After so many attempts, both successful and unsuccessful, to remove, borrow or destroy Banksy’s famous pieces, governments and authorities sometimes make an official decision to protect and preserve the artwork. This is also the case for some of the latest pieces made by the elusive street artist in Calais. Banksy’s mural depicting Steve Jobs as a Syrian refugee is one of the three pieces which appeared in the French port of Calais last week. Dubbed as Steve Jobs the Son of Syrian Migrant, the mural holds significant meaning and conveys an important message. Two other works of the same artist found in the Jungle are also to be protected and secured by a shield glass of transparent plastic panels.
The life-size mural of Steve Jobs carrying a shoulder bag and an early model of an Apple computer portrays the artist’s views on the entire migration situation. As Banksy himself explained, Steve Jobs was in fact a son of a Syrian migrant, and it is thanks to him that one of the world’s most profitable companies even exists. And it was all because they allowed a young man from Homs into their country. Of course, the current state of affairs cannot be quite literally compared to the situation decades ago, but ultimately, Banksy’s message is clear.
As Calais city spokeswoman said, they’d found out about the presence of this artwork on Friday, and had decided to protect it against any potential damage. The mayor of town, Natacha Bouchart, stated for the local newspaper that the artwork represented an opportunity for Calais. In her opinion, it was very good and it had a message. Even though the iconic artist’s own identity has never been officially confirmed, his publicist, Jo Brooks, confirmed that the work in the encampment in the camp was genuine.
Another two artworks made for Calais are to be preserved by the authorities. A child looking towards England through a telescope with a vulture perching on it is Banksy’s second mural made in the camp. A very stark contrast of hope and dreams against the harsh reality is depicted in this mural. The third piece, located closer to the immigration office, is a reproduction of a black-and-white version of The Raft of the Medusa by the French painter Theodore Gericault. The mural shows survivors on a raft waving towards a yacht on the horizon.
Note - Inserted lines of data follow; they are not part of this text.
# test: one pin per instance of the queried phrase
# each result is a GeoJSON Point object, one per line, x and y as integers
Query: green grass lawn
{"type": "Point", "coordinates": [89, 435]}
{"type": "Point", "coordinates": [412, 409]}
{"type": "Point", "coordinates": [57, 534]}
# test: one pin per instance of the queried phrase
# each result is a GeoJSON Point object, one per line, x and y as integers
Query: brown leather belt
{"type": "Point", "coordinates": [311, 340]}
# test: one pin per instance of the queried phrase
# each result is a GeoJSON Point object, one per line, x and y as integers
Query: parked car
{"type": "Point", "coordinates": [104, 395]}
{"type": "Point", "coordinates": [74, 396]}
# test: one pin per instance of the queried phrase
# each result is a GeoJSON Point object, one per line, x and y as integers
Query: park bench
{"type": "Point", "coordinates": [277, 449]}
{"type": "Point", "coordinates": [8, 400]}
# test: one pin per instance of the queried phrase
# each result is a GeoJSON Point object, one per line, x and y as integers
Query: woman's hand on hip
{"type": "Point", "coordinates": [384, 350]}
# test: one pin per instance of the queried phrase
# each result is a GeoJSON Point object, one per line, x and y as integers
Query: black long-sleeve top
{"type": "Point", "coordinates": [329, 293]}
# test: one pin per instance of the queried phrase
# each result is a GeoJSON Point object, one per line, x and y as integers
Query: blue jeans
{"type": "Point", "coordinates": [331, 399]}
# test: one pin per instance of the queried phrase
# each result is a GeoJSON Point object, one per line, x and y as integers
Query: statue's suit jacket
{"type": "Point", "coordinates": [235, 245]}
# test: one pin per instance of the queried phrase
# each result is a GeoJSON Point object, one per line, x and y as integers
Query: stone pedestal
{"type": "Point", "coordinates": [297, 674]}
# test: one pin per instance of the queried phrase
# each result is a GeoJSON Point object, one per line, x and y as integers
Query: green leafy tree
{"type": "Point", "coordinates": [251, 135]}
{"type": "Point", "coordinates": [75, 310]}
The simple, yet effective piece carries a strong message which the author also captioned on his website, saying: “We’re not all in the same boat.”
The anonymous creator has already shown interest in helping out and addressing the migrants situation by sending out the timber and materials from his massive Dismaland project. These actions of the artist prove that his continual support and engagement are not just for show, and that our efforts should be joined together in order to sort out the situation which affects us all. Many people try to turn a blind eye to this entire deal, and the writing found in another location in the port perhaps best summarizes this view: “Maybe this whole situation will just sort itself out..” Or, perhaps not… Either way, Banksy’s murals stand as a reminder of the gravity of the situation, and they are to be protected from removal or any kind of damaging. When it comes to ownership and belonging of street art, it is a matter already a bit too familiar to the mysterious street artist. At least these murals will remain untouched and unchanged for the time being, hopefully not the same status will apply to the migrants.